The ability of several explicit formulations of convective heating to predict the precipitation associated with a mesoscale convective complex was compared to that of a cumulus parameterization on a ½ deg latitude-longitude mesh. In the explicit approaches, prediction equations were present for both water vapor and cloud water, or vapor alone. The simplest explicit approach, for which any condensed water was assumed to fall immediately as rain, produced localized excessive rainfall. This explicit heating instability arose as a result of the requirements of saturation prior to rainfall, which delayed condensation and allowed excessive convective instability to build, and neglect of fluxes, which prevented the instability from being released in a realistic manner. These results, combined with those of previous investigators, indicate that the simplest form of explicit heating is prone to instability and unsuitable for mesoscale models.

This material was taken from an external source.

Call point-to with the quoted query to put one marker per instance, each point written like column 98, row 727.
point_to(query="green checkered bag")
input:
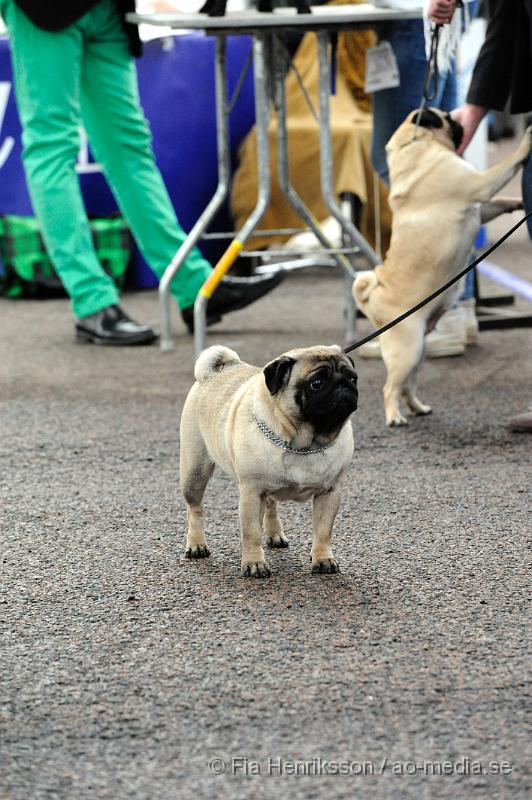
column 27, row 269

Instability problems were significantly reduced by the inclusion of the inhibiting effects of rainwater evaporation and a cloud phase with hydrostatic water loading, Nevertheless, bemuse significant nor occurred in nature in the absence of area-averaged saturation, rainfall was unrealistically delayed when a 100 percent saturation criterion was used. Reducing the saturation criterion improved the phase error of the rainfall prediction, but sometimes reintroduced local instability.

Although only simple explicit formulations were used, inclusion of more sophisticated microphysical parameterizations from cloud models may be unrepresentative of processes in nature for meso-α scale models, for which the grid spacing exceeds 50 km. It is proposed for such models that implicit approaches offer the greatest potential for improvement. For meso-β scale models the optimum choice remains uncertain.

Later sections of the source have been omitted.